Contents
Is accuracy good for imbalanced class problems?
Accuracy Fails for Imbalanced Classification. Classification accuracy is the most-used metric for evaluating classification models. As such, it is natural to use it on imbalanced classification problems, where the distribution of examples in the training dataset across the classes is not equal.
How can the accuracy of multiclass classification be improved?
How to improve accuracy of random forest multiclass…
- Tuning the hyperparameters ( I am using tuned hyperparameters after doing GridSearchCV)
- Normalizing the dataset and then running my models.
- Tried different classification methods : OneVsRestClassifier, RandomForestClassification, SVM, KNN and LDA.
Which metric is best for imbalance class?
The F-Measure is a popular metric for imbalanced classification. The Fbeta-measure measure is an abstraction of the F-measure where the balance of precision and recall in the calculation of the harmonic mean is controlled by a coefficient called beta.
When do you need different metrics for imbalanced classification?
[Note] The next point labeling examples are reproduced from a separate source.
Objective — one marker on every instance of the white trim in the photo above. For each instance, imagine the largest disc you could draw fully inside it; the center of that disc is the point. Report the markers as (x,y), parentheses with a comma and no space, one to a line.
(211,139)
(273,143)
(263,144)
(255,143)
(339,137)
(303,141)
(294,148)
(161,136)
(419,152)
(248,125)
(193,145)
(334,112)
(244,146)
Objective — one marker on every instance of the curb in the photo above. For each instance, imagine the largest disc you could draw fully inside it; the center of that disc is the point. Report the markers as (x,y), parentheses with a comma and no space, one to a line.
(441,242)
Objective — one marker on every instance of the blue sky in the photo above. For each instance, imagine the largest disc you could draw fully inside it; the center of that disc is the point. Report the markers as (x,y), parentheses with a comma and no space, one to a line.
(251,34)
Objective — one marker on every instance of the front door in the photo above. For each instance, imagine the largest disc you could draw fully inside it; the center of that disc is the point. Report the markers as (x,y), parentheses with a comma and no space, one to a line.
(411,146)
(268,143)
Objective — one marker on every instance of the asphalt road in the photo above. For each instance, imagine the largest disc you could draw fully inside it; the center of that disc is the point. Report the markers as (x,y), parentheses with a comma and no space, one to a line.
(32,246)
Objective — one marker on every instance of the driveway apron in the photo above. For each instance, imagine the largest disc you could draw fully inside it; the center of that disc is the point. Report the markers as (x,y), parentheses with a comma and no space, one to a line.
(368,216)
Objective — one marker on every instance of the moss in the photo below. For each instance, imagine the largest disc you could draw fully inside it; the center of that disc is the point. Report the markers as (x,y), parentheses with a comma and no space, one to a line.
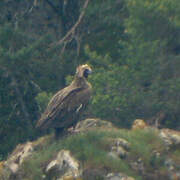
(91,149)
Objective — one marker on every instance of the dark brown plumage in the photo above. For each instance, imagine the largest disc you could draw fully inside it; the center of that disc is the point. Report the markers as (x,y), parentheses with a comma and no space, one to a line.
(65,106)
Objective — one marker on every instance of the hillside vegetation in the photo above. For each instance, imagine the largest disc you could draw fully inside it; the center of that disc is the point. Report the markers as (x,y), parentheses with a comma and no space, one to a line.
(133,47)
(97,151)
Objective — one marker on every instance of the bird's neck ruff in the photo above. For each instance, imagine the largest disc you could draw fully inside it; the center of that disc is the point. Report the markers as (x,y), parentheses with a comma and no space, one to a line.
(80,82)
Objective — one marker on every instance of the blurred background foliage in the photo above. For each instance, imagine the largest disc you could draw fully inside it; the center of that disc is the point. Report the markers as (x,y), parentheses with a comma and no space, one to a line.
(133,47)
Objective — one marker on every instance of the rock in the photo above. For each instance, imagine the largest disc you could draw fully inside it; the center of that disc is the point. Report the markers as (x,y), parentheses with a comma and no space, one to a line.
(119,151)
(92,123)
(121,142)
(138,166)
(93,173)
(170,137)
(22,152)
(118,176)
(119,148)
(64,166)
(139,124)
Importantly, different evaluation metrics are often required when working with imbalanced classification. Unlike standard evaluation metrics that treat all classes as equally important, imbalanced classification problems typically rate classification errors with the minority class as more important than those with the majority class.
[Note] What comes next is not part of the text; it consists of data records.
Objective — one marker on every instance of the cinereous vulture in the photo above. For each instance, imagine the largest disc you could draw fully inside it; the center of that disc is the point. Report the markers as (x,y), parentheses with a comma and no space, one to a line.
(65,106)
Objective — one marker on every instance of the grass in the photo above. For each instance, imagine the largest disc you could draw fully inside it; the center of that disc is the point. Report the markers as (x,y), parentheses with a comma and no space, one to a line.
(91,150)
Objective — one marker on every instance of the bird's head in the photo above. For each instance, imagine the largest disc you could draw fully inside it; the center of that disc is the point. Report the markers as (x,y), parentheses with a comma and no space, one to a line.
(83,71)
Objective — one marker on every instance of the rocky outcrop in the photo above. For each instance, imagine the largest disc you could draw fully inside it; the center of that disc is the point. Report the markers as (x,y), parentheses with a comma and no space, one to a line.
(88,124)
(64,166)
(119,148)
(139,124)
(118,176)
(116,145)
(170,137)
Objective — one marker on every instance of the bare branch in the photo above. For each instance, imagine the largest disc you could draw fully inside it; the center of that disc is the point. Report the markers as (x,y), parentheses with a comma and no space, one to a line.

Can a class distribution be an unreliable metric?
This is the most common mistake made by beginners to imbalanced classification. When the class distribution is slightly skewed, accuracy can still be a useful metric. When the skew in the class distributions are severe, accuracy can become an unreliable measure of model performance.
Can a high accuracy model be used for imbalanced classification?
Although widely used, classification accuracy is almost universally inappropriate for imbalanced classification. The reason is, a high accuracy (or low error) is achievable by a no skill model that only predicts the majority class. For more on the failure of classification accuracy, see the tutorial:
Is it bad to use common metrics in imbalanced domains?
In fact, the use of common metrics in imbalanced domains can lead to sub-optimal classification models and might produce misleading conclusions since these measures are insensitive to skewed domains. — A Survey of Predictive Modelling under Imbalanced Distributions, 2015.